Ricin fatally modifies 28S ribosomal RNA

Ricin is a small protein (65 kDa) found in the seeds of the castor oil plant, Ricinus communis (Figure 30.32). It is indeed a deadly molecule because as little as 500 μg is lethal for an adult human being, and a single molecule can inhibit all protein synthesis in a cell, resulting in cell death.

Figure 30.32: Castor beans. The seeds of castor beans from Ricinus communis are a rich source of oils with a wide variety of uses, including the production of biodiesel fuels. The seeds are also rich in the toxin ricin.

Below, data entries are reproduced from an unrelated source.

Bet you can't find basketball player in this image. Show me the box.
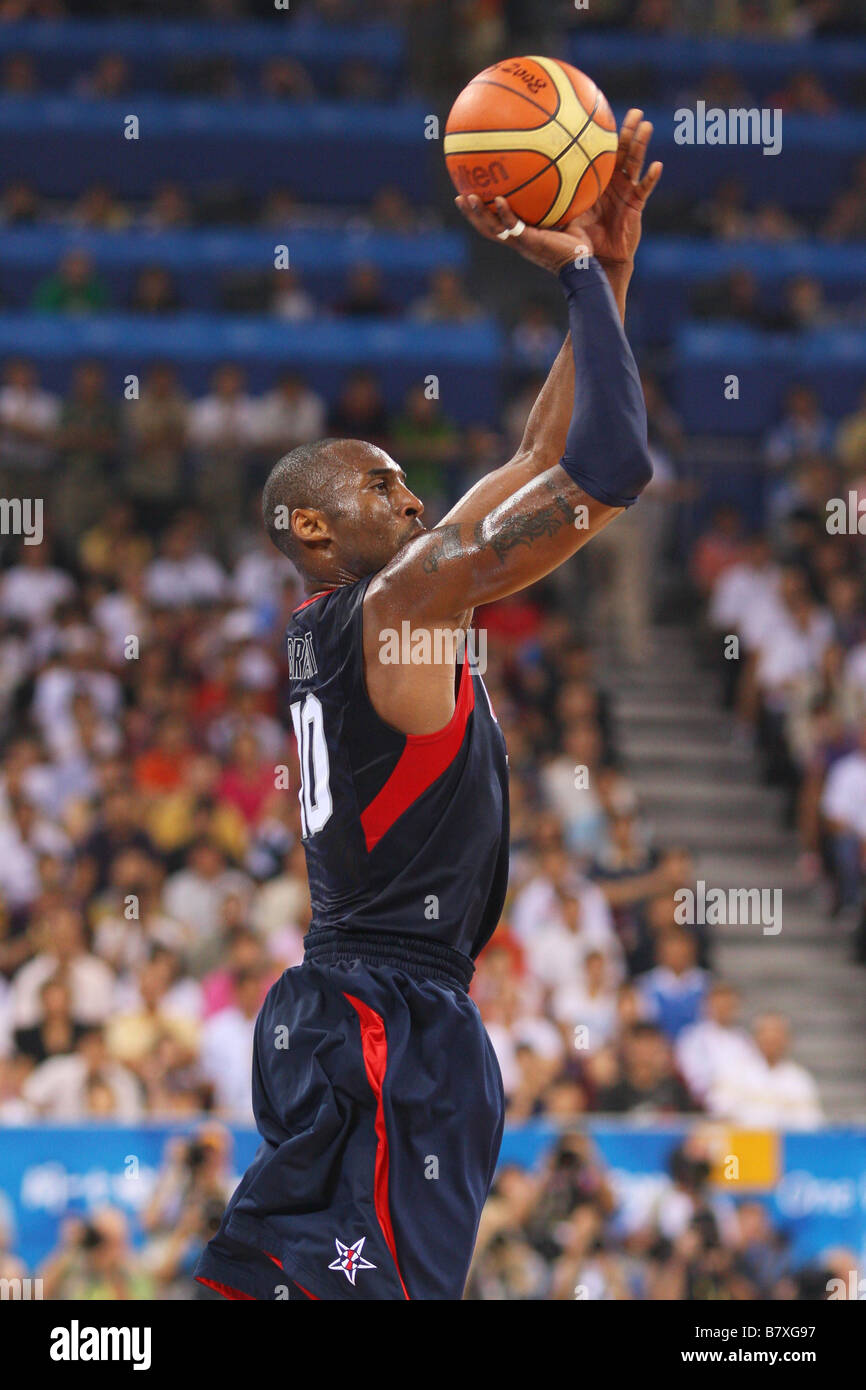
[196,110,662,1300]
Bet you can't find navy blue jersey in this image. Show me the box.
[286,575,509,958]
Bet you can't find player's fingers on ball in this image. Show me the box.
[466,193,496,236]
[626,121,652,183]
[492,197,517,232]
[638,160,664,199]
[616,106,644,168]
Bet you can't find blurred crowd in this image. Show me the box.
[692,382,866,960]
[466,1129,856,1302]
[0,0,866,1300]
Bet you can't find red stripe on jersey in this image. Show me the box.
[196,1275,256,1302]
[292,584,336,617]
[361,662,475,851]
[343,990,409,1298]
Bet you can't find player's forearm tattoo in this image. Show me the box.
[487,499,574,560]
[423,521,463,574]
[423,478,580,574]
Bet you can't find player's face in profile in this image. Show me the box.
[331,446,425,575]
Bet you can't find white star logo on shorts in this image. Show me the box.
[328,1236,375,1286]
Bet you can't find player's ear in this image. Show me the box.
[291,507,331,545]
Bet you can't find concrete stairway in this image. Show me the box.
[599,626,866,1120]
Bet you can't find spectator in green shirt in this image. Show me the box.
[33,250,108,314]
[392,386,460,523]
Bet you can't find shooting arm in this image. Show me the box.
[367,260,652,623]
[439,263,634,525]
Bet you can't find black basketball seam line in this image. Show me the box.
[467,160,563,217]
[445,78,606,152]
[446,78,616,217]
[481,145,613,223]
[464,76,567,135]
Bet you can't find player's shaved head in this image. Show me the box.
[261,439,346,564]
[261,439,423,582]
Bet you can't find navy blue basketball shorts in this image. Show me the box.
[196,931,505,1300]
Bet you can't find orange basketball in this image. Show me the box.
[445,57,617,227]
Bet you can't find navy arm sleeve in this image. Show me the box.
[559,257,652,507]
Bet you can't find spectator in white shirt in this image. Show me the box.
[709,535,778,634]
[259,373,325,463]
[21,1027,142,1123]
[0,796,70,908]
[550,949,617,1055]
[709,1013,823,1130]
[145,520,228,607]
[0,541,75,627]
[163,840,253,963]
[13,908,115,1029]
[200,970,261,1125]
[820,721,866,908]
[0,357,60,484]
[484,974,564,1099]
[525,883,623,992]
[674,980,753,1105]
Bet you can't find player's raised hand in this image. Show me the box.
[455,193,594,274]
[564,107,662,265]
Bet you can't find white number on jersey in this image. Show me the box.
[291,692,334,840]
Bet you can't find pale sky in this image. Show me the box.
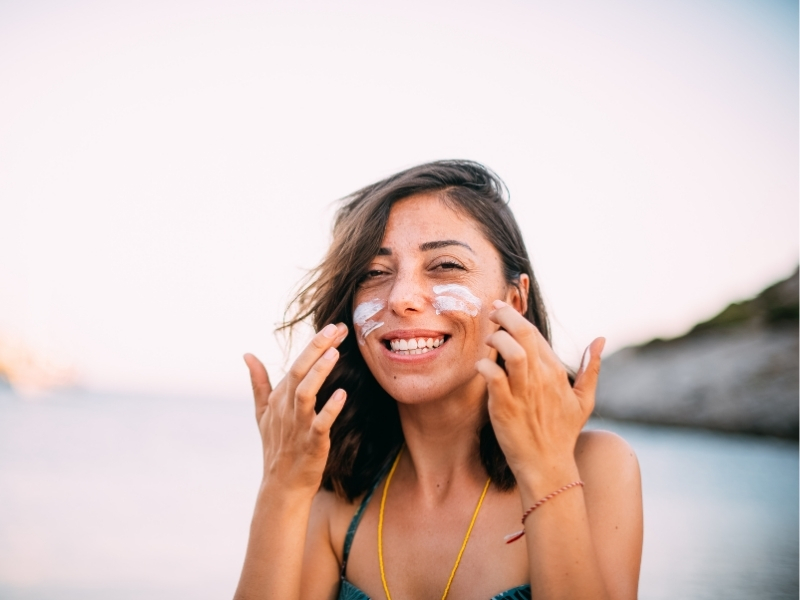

On September 7, 1978, an agent of the Soviet Union State Security Department (KGB), using a weapon built into an umbrella, embedded a small pellet containing ricin into the thigh of Bulgarian dissident Georgi Markov as he crossed Waterloo Bridge in London. Mr. Markov felt a sharp sting, as if from a bug bite. He died four days later.

Ricin is a heterodimeric protein composed of a catalytic A chain joined by a single disulfide bond to a B chain. The B chain allows the toxin to bind to the target cell, and this binding leads to an endocytotic uptake of the dimer and the eventual release of the A chain into the cytoplasm. The A chain, an N-glycoside hydrolyase, cleaves adenine from a particular adenosine nucleotide on the 28S rRNA that is found in all eukaryotic ribosomes. Removal of the adenine base completely inactivates the ribosome by preventing the binding of elongation factors. Thus, ricin and diphtheria toxin both act by inhibiting protein-synthesis elongation; ricin does so by covalently modifying rRNA, and diphtheria toxin does so by covalently modifying the elongation factor.